4. Sidestep the cravings
You should definitely plan for cravings, which generally last for around five minutes. Planning what you are going to do while your craving strikes is a good way of helping you deal with it as it passes.

5. Stay strong: your cravings are likely to be at their worst during the first week or so after quitting. They will pass, so if you slip up and start smoking again, don't panic. It can take a few attempts to quit for good.

6. Avoid the smoking triggers: sit in a different chair to watch the TV at home and take a shower as soon as you get up if these are times you would normally smoke. If your routine was a cigarette with a cup of coffee, drink a glass of orange juice or tea instead. If your favourite cigarette of the day is after dinner then get up and go for a walk.

7. Exercise: physical activity can help reduce your cravings and stimulate the brain to produce anti-craving chemicals. It can also help you reduce stress and keep your weight down.

8. Be prepared: cravings at special events like holidays, funerals or weddings can be particularly tough. Try having a fast-acting NRT product with you just in case the urge to smoke is really strong.

9. Surround yourself with support
Leaning on family and friends can really help, especially if you know other people wanting to quit too. Tell people close to you that you're stopping - including smokers - and let them know that you're going to need their support.

10. Nicotine replacement therapy (NRT)
Using NRT will help you satisfy your cravings whilst gradually reducing your nicotine requirement and can double your chances of successfully quitting.

NRT is available in many forms, from gum to patches, lozenges and inhalators, as well as mouth and nasal sprays and e-cigarettes. Patches are slow and steady, releasing nicotine into your bloodstream over the course of a day and helping with background cravings.
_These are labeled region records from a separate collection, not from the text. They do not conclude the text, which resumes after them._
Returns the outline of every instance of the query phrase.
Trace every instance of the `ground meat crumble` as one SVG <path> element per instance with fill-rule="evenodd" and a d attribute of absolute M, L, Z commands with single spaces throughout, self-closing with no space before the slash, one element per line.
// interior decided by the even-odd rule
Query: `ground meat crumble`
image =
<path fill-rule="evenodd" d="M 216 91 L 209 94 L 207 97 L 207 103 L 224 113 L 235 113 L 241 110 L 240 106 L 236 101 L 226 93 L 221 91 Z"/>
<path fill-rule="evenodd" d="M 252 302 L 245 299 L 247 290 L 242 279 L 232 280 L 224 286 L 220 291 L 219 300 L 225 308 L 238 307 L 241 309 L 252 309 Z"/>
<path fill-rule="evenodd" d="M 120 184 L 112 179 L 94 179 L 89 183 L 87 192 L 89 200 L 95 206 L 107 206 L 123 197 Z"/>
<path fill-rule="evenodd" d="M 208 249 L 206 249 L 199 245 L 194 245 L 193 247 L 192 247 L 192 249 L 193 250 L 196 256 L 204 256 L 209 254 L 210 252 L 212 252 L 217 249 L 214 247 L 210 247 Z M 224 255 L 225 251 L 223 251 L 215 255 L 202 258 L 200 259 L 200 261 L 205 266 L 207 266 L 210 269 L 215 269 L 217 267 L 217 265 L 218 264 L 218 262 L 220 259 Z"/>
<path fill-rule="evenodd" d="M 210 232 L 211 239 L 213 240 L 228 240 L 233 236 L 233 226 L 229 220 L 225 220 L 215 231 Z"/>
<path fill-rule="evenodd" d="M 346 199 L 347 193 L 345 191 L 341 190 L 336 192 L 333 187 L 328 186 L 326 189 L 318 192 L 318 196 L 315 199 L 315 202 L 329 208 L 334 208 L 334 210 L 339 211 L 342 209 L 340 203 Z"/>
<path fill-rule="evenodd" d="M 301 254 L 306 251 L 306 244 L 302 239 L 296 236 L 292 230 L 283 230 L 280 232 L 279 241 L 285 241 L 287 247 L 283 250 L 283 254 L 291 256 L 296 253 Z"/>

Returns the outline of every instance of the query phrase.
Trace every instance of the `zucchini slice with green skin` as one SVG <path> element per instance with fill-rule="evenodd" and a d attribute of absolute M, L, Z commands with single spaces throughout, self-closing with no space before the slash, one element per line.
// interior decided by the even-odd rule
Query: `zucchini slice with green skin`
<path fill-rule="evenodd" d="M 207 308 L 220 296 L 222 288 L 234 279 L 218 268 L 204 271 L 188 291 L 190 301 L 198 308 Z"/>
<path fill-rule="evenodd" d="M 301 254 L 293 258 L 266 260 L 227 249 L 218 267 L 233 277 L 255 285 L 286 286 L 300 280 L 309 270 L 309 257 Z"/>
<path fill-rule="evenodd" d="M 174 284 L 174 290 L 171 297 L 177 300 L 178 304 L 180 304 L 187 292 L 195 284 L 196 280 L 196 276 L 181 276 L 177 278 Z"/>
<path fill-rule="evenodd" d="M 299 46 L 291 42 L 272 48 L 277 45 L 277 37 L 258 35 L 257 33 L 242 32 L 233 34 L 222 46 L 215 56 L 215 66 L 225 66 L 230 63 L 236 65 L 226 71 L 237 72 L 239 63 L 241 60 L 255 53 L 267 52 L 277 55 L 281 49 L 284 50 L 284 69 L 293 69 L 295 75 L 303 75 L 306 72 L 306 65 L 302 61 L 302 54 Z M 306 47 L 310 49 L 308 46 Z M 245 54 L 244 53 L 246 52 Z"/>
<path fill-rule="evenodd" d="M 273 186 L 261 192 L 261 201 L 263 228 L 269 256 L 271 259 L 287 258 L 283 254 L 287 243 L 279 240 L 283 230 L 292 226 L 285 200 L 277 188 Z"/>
Nasal and mouth sprays release short bursts of nicotine, while an e-cigarette will provide an immediate dose of nicotine and also replicate the feeling of holding a cigarette.

Your NHS smoking cessation advisor, pharmacist or doctor will be able to help you decide on the best NRT product for you and your lifestyle and your GP will be able to help you if you need an item on prescription.


Your doctor may be able to prescribe you specific medications that control your cravings such as Zyban® and Champix®.

Zyban works by altering brain chemicals known as neurotransmitters, which are partly responsible for addictive behaviour. Studies suggest that smokers who try to quit with the aid of Zyban are twice as likely to stop smoking as those who try to quit on their own.

Champix stimulates the nicotine receptors in your brain, while at the same time preventing nicotine molecules from attaching to them. Much like Zyban, studies indicate that smokers using Champix will double their chances of quitting compared to those who try to quit without help.

You should generally start taking either of these medicines a week or two before you plan to stop smoking as they take a few days to start working properly. Your doctor will be able to help you decide if either of these medications is right for you.

Explore alternative approaches

Other approaches to stopping smoking such as hypnotherapy and acupuncture have proven very effective for some people so you may want to consider giving these a try - either on their own or preferably in combination with the strategies already presented above.